Tony, for the most part that extra heat goes out the flue. The firebox will also be slightly hotter so some of that heat will be transferred into your house, but for the most part it will go out the flue. The screen cuts down on the amount of radiant heat your fireplace emits into the room and also slows the air that naturally passes over the glass so less natural convection takes place. When safety testing appliances for another mfg I typically see and increase in flue and pipe temps and decrease in floor temps in front of the unit when screen is installed.
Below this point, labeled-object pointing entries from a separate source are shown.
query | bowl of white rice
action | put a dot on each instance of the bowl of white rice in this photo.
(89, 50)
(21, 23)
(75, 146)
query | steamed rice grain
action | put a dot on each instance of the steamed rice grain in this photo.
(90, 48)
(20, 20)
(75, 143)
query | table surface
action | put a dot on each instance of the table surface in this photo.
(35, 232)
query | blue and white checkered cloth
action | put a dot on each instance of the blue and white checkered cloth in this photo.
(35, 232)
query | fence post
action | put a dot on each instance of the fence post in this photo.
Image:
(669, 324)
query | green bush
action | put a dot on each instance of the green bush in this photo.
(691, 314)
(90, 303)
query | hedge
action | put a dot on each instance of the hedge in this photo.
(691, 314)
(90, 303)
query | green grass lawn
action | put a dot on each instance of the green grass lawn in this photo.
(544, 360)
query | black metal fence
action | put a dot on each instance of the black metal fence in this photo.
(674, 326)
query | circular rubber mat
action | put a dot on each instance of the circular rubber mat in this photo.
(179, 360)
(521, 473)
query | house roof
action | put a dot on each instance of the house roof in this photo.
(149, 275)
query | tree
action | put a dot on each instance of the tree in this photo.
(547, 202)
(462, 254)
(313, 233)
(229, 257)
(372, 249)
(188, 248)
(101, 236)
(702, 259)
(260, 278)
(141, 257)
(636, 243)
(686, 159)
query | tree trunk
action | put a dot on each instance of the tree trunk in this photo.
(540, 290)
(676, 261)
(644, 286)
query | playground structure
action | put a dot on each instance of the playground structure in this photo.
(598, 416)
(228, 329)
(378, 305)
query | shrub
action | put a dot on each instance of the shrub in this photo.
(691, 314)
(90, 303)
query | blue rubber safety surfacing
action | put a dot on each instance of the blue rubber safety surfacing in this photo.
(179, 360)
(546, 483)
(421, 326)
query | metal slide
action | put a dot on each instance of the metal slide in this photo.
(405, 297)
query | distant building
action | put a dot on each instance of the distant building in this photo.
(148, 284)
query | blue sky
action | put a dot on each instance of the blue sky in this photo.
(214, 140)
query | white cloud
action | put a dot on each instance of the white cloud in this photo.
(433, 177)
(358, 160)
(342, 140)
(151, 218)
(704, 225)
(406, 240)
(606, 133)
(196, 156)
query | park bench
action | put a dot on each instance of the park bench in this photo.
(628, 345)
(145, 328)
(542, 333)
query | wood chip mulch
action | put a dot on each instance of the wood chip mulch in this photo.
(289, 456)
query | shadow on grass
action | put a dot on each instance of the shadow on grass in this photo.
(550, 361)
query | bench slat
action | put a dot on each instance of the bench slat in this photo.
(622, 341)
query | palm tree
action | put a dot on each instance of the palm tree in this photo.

In general its a small amount and I'm guessing the screen can be easily removed so you can try both ways out at home and see if its an issue.


----------



## Fire Bug (Nov 21, 2008)

tonyg said:
			
		

> My wife and i recently purchased a Jotul GF 600 DV II freestanding gas stove, which is scheduled for installation at the end of the month.  We like the optional screen which, when in place with the doors open, makes the glass "disappear", but the dealer mentioned this cuts down somewhat on the amount of heat radiated through the front of the unit.  My question is, where does this heat go?  It seems like it has got to go somewhere; maybe through the top of the stove.  Will I still get the same amount of heat from the unit with the screen in place as without?  Thanks for your help....tonyg



Hi Tony,
 I have the same stove I believe, the Jotul GF 600 DV Firelight. I have it about 3 years now. 
 I have the firescreen, blower kit, and the brick kit on mine. I can't believe that the screen would make that much difference in the heat output but than again it might since most of the heat on mine comes out the front through the glass and the top grate from the blower, the sides of the unit just get warm to the touch.
 There is a exhaust restrictor you can set on this unit that is set according to the height of your chimney, this will help greatly to keep alot of the heat from going up the chimney exhaust linner.
 Is yours LP or Natural Gas?
Thanks,
John,(Fire Bug)


----------